И танки столкнулись. Объятые пламенем, они застыли в самом центре разыгравшегося неравного боя. Рассвет уже осветил землю, розовые полоски, появившиеся на востоке, предвещали ясный теплый день. Со стороны автострады к месту боя на большой скорости мчалась целая колонна танков. Ивану Буслаеву так и не пришлось узнать, что это их армия спешила к окраинам самого Берлина и что его отец несколько изменил маршрут, чтобы снабдить горючим его батальон.
Над одной из «тридцатьчетверок» открылся люк, и в наступившей тишине голос советского танкиста, усиленный мегафоном, раздался над полем боя.
– Ахтунг, ахтунг! – И русский офицер объявил на немецком языке: – Советское командование приказывает вам немедленно сдаться и сложить оружие.
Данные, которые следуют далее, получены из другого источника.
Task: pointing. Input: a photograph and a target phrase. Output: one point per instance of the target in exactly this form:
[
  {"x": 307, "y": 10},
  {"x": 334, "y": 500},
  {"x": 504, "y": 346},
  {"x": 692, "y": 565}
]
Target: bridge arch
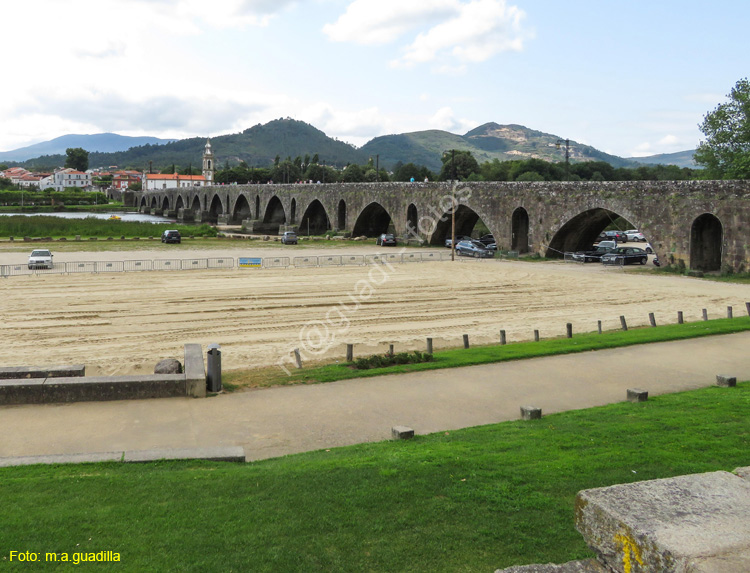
[
  {"x": 519, "y": 231},
  {"x": 580, "y": 232},
  {"x": 373, "y": 221},
  {"x": 215, "y": 209},
  {"x": 466, "y": 221},
  {"x": 242, "y": 209},
  {"x": 274, "y": 216},
  {"x": 412, "y": 221},
  {"x": 706, "y": 240},
  {"x": 315, "y": 220},
  {"x": 341, "y": 215}
]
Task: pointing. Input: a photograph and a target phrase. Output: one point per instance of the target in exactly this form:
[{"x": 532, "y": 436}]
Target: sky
[{"x": 630, "y": 78}]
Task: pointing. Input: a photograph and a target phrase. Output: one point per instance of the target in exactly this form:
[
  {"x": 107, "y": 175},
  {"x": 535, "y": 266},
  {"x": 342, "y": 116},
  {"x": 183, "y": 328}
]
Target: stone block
[
  {"x": 531, "y": 413},
  {"x": 726, "y": 381},
  {"x": 213, "y": 454},
  {"x": 584, "y": 566},
  {"x": 637, "y": 395},
  {"x": 695, "y": 523},
  {"x": 401, "y": 433}
]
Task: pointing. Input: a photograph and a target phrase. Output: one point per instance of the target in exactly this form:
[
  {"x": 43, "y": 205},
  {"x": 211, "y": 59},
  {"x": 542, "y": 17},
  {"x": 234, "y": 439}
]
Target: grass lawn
[
  {"x": 468, "y": 500},
  {"x": 276, "y": 376}
]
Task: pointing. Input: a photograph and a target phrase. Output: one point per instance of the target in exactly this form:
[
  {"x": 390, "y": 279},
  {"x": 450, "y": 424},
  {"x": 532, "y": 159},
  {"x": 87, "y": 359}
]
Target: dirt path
[{"x": 125, "y": 322}]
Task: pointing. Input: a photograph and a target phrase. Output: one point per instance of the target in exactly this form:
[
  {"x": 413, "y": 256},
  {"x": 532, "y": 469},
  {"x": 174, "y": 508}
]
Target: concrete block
[
  {"x": 637, "y": 395},
  {"x": 695, "y": 523},
  {"x": 726, "y": 381},
  {"x": 61, "y": 459},
  {"x": 99, "y": 388},
  {"x": 25, "y": 391},
  {"x": 195, "y": 371},
  {"x": 401, "y": 433},
  {"x": 531, "y": 413},
  {"x": 213, "y": 454},
  {"x": 585, "y": 566}
]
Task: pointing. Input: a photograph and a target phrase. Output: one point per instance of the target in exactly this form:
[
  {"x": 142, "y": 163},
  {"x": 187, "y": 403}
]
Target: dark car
[
  {"x": 171, "y": 237},
  {"x": 618, "y": 236},
  {"x": 474, "y": 249},
  {"x": 459, "y": 238},
  {"x": 625, "y": 256},
  {"x": 386, "y": 240},
  {"x": 594, "y": 254}
]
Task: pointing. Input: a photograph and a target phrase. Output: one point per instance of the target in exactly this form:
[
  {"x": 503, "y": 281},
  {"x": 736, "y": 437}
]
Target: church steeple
[{"x": 208, "y": 163}]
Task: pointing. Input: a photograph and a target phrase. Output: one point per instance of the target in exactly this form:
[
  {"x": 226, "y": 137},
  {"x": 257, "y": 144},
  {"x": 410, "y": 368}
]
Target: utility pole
[{"x": 453, "y": 205}]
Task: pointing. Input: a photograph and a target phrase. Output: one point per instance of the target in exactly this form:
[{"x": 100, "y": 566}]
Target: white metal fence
[{"x": 95, "y": 267}]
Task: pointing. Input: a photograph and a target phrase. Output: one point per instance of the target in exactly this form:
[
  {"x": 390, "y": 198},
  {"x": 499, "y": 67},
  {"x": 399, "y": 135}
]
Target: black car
[
  {"x": 618, "y": 236},
  {"x": 474, "y": 249},
  {"x": 386, "y": 240},
  {"x": 171, "y": 237},
  {"x": 594, "y": 254},
  {"x": 625, "y": 256},
  {"x": 459, "y": 238}
]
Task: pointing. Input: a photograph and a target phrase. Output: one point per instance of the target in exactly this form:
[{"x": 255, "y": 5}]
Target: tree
[
  {"x": 726, "y": 151},
  {"x": 77, "y": 158},
  {"x": 462, "y": 162}
]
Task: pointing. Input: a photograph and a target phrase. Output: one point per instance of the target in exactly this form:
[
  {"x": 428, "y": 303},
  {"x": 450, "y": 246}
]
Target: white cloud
[
  {"x": 461, "y": 31},
  {"x": 372, "y": 22},
  {"x": 482, "y": 29}
]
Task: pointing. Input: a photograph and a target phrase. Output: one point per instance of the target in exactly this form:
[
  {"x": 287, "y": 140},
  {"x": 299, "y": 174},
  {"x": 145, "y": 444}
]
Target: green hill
[{"x": 259, "y": 145}]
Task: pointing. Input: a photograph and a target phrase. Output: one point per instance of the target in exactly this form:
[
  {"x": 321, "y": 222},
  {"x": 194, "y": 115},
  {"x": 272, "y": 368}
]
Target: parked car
[
  {"x": 474, "y": 249},
  {"x": 625, "y": 256},
  {"x": 40, "y": 259},
  {"x": 171, "y": 236},
  {"x": 635, "y": 236},
  {"x": 594, "y": 254},
  {"x": 289, "y": 238},
  {"x": 459, "y": 238},
  {"x": 386, "y": 240},
  {"x": 618, "y": 236}
]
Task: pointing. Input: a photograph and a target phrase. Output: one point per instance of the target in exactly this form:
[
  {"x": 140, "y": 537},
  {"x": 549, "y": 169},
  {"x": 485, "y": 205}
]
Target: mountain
[
  {"x": 681, "y": 159},
  {"x": 259, "y": 145},
  {"x": 102, "y": 142},
  {"x": 486, "y": 142}
]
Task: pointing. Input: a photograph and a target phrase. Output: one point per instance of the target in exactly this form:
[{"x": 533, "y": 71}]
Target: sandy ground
[{"x": 123, "y": 323}]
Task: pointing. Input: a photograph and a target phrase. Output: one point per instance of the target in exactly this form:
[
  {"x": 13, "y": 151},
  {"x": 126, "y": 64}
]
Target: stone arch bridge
[{"x": 703, "y": 223}]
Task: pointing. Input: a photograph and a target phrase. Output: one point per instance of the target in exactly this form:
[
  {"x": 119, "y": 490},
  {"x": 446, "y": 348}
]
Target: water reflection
[{"x": 137, "y": 217}]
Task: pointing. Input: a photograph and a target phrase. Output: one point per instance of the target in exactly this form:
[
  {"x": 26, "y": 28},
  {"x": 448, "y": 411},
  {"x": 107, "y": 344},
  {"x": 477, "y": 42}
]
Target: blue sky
[{"x": 630, "y": 78}]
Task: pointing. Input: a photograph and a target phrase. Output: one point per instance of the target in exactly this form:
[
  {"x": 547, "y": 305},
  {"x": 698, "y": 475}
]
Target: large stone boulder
[{"x": 168, "y": 366}]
Если через десять минут приказание не будет выполнено, все вы будете уничтожены огнем советских танков!
Лязг гусениц и гул моторов немедленно прекратился, и над поляной возникла тяжелая тишина. «Тридцатьчетверка» с командирской единицей на борту остановилась у танков, погибших в огненном таране, и высокий плечистый человек в полевой форме, но без знаков различия на погонах, спрыгнул на землю и, стараясь не гнуться от навалившегося на него горя, прошагал к тому месту, где зеленая нежная трава почернела от дыма и пламени.
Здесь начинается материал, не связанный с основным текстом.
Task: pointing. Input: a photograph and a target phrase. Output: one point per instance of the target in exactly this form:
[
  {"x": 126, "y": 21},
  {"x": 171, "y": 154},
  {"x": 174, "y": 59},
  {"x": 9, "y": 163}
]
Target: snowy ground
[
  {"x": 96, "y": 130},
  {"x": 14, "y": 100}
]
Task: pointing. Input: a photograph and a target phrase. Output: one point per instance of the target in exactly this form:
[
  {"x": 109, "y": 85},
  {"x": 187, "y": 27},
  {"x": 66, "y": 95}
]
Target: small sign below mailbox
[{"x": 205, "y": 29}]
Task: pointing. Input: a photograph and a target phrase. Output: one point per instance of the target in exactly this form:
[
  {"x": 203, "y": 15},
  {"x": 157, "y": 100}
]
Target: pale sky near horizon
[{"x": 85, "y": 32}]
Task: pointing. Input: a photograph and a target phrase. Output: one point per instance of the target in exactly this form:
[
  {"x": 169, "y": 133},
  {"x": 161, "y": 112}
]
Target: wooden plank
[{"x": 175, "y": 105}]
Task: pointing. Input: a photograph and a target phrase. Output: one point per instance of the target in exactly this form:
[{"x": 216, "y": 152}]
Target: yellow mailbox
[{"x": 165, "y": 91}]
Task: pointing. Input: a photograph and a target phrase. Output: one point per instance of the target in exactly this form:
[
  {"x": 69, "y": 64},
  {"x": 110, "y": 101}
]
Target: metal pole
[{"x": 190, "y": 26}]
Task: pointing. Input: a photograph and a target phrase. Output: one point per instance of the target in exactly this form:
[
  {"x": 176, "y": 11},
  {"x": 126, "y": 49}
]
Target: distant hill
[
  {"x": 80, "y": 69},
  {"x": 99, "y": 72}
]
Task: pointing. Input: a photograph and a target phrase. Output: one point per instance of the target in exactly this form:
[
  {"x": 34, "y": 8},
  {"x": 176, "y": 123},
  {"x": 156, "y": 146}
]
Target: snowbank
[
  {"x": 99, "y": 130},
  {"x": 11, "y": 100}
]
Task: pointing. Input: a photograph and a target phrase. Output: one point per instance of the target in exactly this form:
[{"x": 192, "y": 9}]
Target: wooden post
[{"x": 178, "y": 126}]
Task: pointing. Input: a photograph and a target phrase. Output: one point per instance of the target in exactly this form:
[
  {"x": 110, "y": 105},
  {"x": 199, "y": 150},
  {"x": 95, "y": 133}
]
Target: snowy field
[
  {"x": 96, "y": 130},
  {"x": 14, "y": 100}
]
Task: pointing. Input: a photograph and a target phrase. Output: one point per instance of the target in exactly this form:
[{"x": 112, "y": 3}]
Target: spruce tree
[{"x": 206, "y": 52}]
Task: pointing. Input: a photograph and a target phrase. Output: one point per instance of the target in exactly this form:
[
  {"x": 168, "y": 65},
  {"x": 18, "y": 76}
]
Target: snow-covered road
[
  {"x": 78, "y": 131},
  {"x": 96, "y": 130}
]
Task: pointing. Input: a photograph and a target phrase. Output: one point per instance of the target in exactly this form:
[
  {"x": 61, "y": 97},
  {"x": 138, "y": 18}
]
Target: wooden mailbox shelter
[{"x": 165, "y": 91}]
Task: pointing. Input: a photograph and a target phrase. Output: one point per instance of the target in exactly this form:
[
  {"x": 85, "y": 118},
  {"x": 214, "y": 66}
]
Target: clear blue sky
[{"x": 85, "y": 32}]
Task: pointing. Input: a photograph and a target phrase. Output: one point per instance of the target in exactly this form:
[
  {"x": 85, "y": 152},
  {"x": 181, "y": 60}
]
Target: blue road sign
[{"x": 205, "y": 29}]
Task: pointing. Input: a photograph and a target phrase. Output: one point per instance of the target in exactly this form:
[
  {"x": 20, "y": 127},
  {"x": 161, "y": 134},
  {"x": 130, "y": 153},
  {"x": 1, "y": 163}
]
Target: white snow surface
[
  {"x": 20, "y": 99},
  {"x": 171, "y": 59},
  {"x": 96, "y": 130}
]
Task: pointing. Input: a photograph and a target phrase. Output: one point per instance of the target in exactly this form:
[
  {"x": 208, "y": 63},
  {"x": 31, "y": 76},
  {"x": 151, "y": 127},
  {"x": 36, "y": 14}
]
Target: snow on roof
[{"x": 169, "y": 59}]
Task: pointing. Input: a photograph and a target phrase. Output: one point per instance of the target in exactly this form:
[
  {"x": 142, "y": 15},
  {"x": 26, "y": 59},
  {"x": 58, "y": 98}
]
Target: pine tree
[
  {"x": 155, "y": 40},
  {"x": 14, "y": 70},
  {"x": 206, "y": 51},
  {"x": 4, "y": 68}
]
Он уже все знал. Не желая верить в случившееся, ощущая, как голова наливается тупой неистребимой болью, он скользил взглядом по земле, отыскивая среди обломков металла тело сына. Иван лежал на чужой и неласковой, сырой от наступившего рассвета земле в обгоревшем комбинезоне. Его залитое кровью лицо осталось нетронутым огнем, лишь шея была немного прихвачена. Командарм встал на колени перед телом убитого сына, осторожно снял с его головы обуглившийся шлем. Холодный и жесткий предутренний ветерок шевельнул светлые волосы на голове погибшего.
– Прости меня, лапушка, – каким-то выцветшим голосом сказал командарм. – Не успел. А как спешили!
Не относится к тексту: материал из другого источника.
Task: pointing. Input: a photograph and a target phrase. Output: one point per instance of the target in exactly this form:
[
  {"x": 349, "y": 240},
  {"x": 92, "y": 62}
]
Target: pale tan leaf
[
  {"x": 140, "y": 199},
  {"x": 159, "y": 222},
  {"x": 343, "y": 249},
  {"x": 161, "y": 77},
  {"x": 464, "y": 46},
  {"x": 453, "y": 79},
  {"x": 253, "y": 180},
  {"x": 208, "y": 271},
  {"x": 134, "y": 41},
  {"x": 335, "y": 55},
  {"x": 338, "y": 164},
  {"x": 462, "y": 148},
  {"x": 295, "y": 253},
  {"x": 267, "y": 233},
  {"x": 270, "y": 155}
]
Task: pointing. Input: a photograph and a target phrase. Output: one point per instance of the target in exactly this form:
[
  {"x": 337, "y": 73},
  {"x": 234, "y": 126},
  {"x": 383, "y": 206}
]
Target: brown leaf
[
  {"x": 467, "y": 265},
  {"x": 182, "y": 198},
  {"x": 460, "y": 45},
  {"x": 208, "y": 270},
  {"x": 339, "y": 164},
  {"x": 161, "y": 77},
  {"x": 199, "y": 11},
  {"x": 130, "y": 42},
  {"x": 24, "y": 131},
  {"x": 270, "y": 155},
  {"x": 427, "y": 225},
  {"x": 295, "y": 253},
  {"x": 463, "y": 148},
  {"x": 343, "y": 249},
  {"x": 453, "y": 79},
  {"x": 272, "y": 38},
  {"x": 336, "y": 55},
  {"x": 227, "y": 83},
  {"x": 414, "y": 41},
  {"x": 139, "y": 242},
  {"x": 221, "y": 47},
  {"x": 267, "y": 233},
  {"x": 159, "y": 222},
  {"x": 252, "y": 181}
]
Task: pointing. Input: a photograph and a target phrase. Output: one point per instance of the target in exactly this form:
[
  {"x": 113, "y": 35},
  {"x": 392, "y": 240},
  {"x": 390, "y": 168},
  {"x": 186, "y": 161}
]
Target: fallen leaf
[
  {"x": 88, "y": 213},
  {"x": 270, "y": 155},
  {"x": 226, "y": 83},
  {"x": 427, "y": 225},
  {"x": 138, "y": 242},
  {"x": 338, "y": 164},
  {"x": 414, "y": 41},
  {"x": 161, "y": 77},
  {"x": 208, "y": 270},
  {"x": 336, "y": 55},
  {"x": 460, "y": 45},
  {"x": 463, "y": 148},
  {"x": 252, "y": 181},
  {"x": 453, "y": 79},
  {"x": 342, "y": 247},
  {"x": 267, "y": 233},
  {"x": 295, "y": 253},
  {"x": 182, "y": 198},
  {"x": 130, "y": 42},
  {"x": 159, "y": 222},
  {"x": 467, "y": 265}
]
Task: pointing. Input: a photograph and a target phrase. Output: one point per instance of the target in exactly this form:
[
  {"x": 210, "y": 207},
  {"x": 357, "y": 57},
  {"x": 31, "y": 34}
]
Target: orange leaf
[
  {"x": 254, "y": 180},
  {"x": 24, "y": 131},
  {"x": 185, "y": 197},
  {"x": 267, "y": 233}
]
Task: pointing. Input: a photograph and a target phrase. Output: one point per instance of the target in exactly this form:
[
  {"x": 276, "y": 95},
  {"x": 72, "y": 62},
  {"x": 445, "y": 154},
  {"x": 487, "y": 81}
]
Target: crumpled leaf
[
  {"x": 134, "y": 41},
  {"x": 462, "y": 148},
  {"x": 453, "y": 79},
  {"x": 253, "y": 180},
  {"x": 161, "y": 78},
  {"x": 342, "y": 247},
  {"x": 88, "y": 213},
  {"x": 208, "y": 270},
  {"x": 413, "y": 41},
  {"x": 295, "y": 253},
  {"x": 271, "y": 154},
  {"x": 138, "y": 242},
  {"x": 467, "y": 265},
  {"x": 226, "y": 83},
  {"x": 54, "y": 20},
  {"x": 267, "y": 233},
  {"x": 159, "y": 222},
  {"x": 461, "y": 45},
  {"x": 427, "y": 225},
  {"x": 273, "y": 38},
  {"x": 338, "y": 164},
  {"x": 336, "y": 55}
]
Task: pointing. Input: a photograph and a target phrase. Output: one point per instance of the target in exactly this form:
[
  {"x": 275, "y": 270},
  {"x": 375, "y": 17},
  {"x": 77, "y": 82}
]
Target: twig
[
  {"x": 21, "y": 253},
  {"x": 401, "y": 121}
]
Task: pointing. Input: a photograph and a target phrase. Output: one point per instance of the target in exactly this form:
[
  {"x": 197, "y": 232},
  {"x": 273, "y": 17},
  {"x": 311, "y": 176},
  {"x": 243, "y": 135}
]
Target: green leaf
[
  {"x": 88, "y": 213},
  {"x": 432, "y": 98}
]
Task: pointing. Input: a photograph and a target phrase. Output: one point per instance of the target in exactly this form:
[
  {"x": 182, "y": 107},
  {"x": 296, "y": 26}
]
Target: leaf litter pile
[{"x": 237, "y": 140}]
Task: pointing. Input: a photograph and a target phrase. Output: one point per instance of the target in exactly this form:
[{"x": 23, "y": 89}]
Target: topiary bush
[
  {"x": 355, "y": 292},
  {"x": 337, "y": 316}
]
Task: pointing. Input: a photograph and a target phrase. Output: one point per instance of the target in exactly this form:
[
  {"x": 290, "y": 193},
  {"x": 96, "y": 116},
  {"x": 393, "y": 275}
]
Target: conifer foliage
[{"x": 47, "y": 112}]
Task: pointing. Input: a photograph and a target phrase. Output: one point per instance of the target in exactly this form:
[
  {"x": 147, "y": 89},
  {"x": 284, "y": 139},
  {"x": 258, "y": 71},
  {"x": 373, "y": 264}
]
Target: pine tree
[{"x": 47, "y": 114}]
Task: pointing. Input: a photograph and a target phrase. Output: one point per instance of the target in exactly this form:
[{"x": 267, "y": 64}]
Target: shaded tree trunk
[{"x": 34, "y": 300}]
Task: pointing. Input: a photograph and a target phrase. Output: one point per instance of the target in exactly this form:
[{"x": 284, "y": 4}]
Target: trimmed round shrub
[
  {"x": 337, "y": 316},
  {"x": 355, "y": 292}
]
Над землей поднималось солнце. Немцам уже перевели, что погибший командир танка сын командарма, и они, дрожа от страха, смотрели на большого сурового плачущего человека, ожидая своей участи. Генерал резко выбросил руку, указывая на солнце.
– Видите! Оно не для вас восходит.
Один из пленных, сутуловатый рыжий обер-лейтенант, понимавший по-русски, пересекшимся голосом спросил:
– Вы будете нас расстрел?
Командарм резко выпрямился:
– Нет. Мы не фашисты. Мы с пленными не воюем. – И, обратившись к замполиту, кратко распорядился; Прикажите отвести пленных на ближайший сборный пункт. – И, уже не сдерживая ярости, ткнул на гитлеровца пальцем. – Слышите, вы! Поедете на Волгу, может быть, даже под Сталинград. Будете строить то, что разрушили. И только попробуйте плохо!
– Товарищ генерал, – тихо спросил замполит, – тело комбата возьмем с собой?
Буслаев отрицательно покачал головой.
– Нет, похороним здесь. – Потом подошел к обгоревшему трупу барона фон Вирхова и, не желая к нему притрагиваться, долго вглядывался в тонкое выхоленное лицо, на котором даже смерть не в силах была стереть выражение злой замкнутости. «А ведь он моему ровесник», – грустно подумал Павел Степанович. Из глубокой задумчивости его вывел голос замполита.